Some more observations -

* There are something like 50K to 147K files on the nodes for this table right 
now. C* 2.1.1 works with them. 
* There is plenty of bandwidth for compactions. No compactions are pending.
* Downgrading to 2.1.1 from 2.1.3 caused all sorts of compactions and reduced 
the number of files down to under 100K (the count was so high I couldn't count 
them before)
* Upgrading to 2.1.3 created issues immediately on some nodes, but other nodes 
performed fine until suddenly they couldn't.
* We ran into issues on this cluster after successfully upgrading to 2.1.3. 
This is all log data for our app - it is the product of many storm machines 
humming away on data and we can rebuild it (although not without cost), so the 
first time we had trouble, I just wiped the disks and started over with 2.1.3. 
Within a week we had too many files and nodes were failing.
* We never had a complete 2.1.3 cluster.

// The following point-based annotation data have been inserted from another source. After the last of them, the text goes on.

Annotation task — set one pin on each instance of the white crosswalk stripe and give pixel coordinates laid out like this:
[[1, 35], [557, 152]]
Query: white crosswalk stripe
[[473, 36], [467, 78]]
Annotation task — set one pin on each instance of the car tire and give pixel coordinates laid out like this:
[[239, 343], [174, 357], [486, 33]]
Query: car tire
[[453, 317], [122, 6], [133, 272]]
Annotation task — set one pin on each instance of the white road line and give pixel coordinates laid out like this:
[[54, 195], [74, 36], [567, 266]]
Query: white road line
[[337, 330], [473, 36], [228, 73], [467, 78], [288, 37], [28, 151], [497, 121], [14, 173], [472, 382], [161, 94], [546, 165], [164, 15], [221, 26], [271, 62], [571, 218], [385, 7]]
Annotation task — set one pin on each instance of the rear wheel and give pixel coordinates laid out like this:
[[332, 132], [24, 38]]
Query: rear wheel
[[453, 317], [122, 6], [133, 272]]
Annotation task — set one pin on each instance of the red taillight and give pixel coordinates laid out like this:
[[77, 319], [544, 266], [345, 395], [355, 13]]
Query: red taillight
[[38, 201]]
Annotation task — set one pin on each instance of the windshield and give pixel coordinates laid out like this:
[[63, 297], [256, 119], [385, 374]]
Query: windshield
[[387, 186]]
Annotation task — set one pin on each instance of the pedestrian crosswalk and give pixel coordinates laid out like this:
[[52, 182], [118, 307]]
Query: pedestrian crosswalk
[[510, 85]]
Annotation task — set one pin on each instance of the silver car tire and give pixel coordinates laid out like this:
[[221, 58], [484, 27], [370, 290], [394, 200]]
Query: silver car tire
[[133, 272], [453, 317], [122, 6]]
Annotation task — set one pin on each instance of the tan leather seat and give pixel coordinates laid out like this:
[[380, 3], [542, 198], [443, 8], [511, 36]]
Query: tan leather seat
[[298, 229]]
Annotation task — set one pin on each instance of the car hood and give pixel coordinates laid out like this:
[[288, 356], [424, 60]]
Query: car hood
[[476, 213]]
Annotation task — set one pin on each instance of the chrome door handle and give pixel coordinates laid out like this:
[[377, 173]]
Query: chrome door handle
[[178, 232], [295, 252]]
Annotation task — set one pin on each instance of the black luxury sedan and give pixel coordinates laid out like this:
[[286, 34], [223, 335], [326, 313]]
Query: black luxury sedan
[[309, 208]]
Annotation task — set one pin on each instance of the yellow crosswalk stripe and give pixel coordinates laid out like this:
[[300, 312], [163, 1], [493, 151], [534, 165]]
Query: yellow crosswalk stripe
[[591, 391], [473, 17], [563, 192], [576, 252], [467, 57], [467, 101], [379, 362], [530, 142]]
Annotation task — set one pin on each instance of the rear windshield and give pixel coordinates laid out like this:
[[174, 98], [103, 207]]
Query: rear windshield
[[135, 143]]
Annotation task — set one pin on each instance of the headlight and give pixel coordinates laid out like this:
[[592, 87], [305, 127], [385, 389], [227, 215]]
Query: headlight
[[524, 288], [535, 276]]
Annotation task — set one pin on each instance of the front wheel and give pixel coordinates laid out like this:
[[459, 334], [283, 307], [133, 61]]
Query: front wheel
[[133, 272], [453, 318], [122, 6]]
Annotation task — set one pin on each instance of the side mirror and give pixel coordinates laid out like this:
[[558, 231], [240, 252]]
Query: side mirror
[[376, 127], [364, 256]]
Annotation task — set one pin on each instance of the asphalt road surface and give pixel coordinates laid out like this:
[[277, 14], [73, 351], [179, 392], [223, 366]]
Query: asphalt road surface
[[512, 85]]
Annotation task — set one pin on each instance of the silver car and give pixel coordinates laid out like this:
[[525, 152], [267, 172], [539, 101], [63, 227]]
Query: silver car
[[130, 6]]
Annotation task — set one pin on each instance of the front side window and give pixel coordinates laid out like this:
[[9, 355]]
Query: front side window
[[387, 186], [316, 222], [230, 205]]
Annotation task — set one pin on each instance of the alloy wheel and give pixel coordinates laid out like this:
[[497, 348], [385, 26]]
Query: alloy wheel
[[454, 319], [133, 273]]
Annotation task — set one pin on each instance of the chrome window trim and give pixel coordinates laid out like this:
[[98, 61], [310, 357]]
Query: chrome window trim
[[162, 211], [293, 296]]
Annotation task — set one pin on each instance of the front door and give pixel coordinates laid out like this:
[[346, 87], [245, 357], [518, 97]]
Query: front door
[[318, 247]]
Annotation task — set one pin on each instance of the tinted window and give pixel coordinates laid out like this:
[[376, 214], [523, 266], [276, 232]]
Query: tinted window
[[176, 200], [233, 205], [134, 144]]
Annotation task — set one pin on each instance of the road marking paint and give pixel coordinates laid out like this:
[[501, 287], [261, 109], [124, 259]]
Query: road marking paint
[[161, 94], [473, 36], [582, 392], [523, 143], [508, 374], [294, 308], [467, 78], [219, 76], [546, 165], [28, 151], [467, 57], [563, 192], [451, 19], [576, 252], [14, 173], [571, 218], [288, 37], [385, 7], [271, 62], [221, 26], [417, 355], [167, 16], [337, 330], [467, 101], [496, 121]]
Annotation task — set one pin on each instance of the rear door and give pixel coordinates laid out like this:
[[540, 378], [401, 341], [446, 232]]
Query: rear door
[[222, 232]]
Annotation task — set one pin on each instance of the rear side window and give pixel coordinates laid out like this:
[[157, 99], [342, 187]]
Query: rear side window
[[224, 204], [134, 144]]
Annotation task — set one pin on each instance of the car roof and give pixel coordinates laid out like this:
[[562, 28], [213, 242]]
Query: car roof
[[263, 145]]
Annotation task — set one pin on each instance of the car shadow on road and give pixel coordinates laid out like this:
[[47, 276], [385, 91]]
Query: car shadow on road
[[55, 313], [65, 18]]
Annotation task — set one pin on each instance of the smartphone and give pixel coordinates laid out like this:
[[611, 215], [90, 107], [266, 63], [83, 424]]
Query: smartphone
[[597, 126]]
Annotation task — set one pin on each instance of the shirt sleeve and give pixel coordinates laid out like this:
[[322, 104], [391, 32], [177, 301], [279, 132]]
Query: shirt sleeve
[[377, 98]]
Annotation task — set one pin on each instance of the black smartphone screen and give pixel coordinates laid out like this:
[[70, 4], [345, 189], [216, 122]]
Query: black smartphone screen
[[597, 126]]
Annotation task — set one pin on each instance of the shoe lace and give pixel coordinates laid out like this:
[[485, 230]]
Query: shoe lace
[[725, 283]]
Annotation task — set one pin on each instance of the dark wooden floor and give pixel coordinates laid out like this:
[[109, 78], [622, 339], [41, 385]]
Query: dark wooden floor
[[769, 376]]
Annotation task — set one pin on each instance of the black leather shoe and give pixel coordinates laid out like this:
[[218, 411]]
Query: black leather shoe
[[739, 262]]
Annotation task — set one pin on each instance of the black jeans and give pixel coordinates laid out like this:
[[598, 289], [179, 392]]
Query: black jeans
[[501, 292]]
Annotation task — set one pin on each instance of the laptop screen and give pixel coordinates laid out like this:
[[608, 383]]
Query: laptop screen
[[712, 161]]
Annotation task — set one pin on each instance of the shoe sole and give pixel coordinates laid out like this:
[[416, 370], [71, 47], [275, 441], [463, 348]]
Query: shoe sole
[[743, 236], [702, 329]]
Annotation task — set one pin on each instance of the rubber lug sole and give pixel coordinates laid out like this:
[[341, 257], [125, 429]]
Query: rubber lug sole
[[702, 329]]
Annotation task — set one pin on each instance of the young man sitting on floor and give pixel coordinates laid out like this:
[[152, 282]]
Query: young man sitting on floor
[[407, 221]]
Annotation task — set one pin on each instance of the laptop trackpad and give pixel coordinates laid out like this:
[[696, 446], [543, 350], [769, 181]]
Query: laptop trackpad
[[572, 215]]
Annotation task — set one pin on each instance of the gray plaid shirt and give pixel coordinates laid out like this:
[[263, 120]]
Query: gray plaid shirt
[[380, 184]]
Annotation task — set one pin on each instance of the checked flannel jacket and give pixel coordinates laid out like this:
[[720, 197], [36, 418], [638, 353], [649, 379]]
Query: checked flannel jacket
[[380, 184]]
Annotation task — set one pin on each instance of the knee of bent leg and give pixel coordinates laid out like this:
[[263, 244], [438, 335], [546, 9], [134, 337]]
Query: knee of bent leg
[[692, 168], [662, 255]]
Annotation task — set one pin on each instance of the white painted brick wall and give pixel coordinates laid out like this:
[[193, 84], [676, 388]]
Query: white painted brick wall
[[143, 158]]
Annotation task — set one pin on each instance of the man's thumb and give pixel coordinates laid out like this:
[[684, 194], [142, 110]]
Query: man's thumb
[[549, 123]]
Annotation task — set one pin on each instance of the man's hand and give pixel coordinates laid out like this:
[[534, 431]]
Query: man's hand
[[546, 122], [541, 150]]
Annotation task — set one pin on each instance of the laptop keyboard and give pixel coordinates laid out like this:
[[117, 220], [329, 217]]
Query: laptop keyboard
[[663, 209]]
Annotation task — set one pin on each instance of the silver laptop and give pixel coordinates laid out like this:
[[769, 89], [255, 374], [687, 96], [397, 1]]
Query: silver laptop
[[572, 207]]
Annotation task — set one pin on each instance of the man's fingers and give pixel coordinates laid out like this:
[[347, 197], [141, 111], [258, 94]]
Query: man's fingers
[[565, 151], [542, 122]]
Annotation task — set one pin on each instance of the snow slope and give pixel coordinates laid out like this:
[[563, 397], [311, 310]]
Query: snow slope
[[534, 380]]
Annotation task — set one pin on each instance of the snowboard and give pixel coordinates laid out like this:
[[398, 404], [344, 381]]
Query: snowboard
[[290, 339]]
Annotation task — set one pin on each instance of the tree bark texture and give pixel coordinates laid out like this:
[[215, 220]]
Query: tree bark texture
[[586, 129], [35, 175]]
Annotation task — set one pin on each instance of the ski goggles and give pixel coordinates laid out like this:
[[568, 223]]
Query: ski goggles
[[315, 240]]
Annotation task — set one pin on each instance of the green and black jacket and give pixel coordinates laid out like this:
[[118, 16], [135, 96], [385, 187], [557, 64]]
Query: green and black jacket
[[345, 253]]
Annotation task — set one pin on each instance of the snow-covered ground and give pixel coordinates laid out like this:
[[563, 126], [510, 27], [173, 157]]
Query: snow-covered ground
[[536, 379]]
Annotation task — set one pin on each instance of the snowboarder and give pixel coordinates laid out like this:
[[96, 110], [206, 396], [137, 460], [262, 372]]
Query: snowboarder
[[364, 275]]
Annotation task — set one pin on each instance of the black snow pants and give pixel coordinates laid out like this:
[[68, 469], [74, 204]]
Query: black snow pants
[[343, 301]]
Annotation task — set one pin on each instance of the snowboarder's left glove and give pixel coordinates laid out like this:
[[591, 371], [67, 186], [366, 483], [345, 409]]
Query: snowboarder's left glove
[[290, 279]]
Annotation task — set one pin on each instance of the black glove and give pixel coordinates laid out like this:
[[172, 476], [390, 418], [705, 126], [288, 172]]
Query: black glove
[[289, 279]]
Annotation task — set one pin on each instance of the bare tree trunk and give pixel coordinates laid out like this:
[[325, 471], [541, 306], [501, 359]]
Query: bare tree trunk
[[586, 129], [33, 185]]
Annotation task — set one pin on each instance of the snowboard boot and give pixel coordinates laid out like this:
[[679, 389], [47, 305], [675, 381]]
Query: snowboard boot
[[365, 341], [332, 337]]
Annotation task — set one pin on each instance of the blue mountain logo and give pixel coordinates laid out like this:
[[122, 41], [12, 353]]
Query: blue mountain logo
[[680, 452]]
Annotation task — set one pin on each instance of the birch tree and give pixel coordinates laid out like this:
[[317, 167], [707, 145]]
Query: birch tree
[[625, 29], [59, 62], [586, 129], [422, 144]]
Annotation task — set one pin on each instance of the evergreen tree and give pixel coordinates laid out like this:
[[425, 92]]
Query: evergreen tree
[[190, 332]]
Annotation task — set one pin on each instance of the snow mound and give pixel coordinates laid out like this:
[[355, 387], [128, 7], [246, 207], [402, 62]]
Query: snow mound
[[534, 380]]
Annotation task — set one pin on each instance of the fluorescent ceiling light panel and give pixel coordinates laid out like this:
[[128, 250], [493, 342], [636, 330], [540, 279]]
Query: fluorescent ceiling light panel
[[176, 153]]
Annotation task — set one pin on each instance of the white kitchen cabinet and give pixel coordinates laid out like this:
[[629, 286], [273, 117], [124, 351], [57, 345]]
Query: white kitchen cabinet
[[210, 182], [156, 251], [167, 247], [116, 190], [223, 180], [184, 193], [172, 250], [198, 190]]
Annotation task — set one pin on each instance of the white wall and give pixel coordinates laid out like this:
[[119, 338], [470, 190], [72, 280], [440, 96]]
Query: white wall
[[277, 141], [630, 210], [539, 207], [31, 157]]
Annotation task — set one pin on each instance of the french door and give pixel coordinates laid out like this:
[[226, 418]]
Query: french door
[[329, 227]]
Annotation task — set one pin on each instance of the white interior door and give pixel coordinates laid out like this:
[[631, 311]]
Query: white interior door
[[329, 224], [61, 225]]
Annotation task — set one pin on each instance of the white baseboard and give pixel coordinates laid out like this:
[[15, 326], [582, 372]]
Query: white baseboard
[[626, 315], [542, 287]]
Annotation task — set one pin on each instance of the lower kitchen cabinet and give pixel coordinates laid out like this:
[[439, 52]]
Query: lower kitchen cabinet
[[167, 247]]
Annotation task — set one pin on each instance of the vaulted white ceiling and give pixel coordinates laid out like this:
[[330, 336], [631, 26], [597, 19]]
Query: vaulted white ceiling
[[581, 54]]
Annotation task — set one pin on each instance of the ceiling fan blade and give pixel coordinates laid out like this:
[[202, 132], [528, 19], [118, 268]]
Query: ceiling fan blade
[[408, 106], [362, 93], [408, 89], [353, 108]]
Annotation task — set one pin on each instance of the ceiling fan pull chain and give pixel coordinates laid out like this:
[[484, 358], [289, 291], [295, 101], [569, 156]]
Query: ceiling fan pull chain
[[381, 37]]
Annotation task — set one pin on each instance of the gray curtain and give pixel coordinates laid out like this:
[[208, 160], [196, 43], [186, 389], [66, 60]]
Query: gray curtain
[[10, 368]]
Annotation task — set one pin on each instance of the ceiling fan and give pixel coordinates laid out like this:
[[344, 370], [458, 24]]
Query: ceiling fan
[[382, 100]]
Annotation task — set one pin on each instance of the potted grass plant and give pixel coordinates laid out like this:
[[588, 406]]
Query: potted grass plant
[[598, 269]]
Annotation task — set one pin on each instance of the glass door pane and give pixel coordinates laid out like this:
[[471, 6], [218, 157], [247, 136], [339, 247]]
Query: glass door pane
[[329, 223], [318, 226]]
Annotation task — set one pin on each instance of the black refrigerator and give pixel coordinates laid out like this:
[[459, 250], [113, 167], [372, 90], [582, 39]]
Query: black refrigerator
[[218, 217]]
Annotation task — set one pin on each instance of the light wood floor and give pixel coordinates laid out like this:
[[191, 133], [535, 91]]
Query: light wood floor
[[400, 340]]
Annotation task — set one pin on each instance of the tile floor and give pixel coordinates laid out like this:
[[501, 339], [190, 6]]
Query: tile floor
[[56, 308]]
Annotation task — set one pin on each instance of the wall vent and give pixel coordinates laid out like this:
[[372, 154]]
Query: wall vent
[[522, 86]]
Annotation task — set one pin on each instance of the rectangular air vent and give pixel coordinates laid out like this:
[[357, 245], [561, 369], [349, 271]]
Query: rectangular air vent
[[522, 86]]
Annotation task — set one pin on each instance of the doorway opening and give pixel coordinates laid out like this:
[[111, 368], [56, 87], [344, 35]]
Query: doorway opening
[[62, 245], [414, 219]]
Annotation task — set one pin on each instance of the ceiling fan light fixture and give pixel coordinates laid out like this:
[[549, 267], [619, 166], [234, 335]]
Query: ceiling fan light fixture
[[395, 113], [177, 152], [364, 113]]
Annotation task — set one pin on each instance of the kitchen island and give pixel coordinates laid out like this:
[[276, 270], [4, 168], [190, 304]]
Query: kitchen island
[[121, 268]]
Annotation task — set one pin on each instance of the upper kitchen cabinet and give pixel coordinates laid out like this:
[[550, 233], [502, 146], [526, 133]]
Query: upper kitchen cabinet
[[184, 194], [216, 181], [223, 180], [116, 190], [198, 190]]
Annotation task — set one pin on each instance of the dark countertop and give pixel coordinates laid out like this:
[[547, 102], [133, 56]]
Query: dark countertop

We never made it through the upgrade 
before things went to shit, so it may be some interaction between 2.1.1 and 
2.1.3 (seems unlikely). 

Bottom line, if we use LCS with 2.1.3 we will fail.

I have experimented ad nauseam with the settings. I have added compactors, 
increased compaction throughput, reduced it, added RAM to Heap, added off-heap 
RAM for memtables, trickled-fsync on or off. This will happen for us every 
time. 

# Are there settings I should look at specifically?
# I will start a task to log file count for the table on 2.1.1 on all of the 
nodes. I don't expect it to grow.
# Is there a way to force these files to be rolled up / compacted? 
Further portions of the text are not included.